The folks over at Carrypad managed to get their hands on a Tegra 2-powered Toshiba AC100 netbook running the new silicon, so naturally decided to put it through its paces. Frankly, the results speak for themselves, with the upcoming platform beating other recent mobile-chipsets by a significant margin in the Quadrant benchmark.
The source also reported impressive speeds across a number of other tests, exceptionally smooth video playback and a generally fluid experience when navigating the OS.
Furthermore, the AC100 was running Android 2.1, as opposed to Android 2.2 (‘Froyo'), which was released earlier this year. The newer version of the OS is known to bring a significant performance-increase, and could see the Tegra 2-platform walk even further away from its rivals.
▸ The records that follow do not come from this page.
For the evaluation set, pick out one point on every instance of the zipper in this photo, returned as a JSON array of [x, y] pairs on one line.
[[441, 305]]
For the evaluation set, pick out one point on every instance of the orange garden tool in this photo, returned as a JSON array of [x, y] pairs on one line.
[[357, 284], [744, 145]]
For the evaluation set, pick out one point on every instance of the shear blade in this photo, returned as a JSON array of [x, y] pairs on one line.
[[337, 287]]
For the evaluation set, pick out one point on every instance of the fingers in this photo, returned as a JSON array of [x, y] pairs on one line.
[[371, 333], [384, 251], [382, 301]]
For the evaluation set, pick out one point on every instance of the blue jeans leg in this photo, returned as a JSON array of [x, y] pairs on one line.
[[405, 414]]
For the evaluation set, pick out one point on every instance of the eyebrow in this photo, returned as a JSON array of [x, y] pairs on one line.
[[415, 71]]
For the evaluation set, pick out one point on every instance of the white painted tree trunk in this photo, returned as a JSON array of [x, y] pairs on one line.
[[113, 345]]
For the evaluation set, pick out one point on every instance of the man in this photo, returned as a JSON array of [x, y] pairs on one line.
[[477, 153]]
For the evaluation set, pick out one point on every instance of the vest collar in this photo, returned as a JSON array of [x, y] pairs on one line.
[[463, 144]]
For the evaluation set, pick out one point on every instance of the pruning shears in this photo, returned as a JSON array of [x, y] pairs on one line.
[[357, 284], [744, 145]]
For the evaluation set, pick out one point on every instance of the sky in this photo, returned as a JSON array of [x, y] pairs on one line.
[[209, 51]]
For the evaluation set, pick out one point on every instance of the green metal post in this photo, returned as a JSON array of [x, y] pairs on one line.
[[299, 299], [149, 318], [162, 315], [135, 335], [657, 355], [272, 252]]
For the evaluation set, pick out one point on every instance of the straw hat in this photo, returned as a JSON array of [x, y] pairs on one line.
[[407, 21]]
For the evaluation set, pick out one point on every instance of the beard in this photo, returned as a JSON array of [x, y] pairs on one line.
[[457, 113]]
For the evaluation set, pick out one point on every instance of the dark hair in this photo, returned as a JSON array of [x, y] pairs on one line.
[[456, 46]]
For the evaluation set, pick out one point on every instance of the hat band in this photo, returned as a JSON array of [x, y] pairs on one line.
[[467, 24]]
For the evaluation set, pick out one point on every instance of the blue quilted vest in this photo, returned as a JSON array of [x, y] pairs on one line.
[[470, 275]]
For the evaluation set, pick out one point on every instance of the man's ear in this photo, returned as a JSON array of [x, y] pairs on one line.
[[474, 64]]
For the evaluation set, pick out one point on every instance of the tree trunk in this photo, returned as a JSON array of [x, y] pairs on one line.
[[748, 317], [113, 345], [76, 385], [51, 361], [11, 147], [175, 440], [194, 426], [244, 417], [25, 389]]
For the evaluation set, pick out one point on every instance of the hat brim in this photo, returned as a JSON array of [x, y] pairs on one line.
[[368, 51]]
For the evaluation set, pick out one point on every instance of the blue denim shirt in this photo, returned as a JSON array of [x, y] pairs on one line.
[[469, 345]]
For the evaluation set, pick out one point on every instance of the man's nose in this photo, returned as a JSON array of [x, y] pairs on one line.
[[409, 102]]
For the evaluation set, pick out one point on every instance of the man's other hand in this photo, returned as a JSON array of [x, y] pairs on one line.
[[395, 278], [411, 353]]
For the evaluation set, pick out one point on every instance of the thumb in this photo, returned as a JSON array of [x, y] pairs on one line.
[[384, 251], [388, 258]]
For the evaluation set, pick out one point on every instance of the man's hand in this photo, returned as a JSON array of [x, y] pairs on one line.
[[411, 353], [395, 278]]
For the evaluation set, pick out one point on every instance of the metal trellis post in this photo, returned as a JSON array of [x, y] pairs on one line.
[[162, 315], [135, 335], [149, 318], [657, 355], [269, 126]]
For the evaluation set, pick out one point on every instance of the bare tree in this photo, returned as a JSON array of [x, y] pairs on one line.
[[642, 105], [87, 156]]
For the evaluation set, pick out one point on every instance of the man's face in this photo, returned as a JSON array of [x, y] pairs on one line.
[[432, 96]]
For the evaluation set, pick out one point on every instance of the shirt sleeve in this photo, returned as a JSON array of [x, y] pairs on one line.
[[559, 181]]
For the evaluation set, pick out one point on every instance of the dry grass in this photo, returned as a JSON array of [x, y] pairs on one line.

The follow up to NVIDIA's powerful first-generation SoC is a dual-core media-processor that will reportedly be powering a number of upcoming devices. Not only will this include phones, but a good number of tablets - including one from Toshiba - are rumoured to be making use of the chip, as well netbooks like the AC100.
Benchmarking on phones is much less mature - and reliable - than on PCs and some of the test suites are known to give anomalous results, especially when running tweaked kernels. However, with the netbook reported to be running an unmodified version of Android, the Tegra 2 could easily live up to NVIDIA's claims.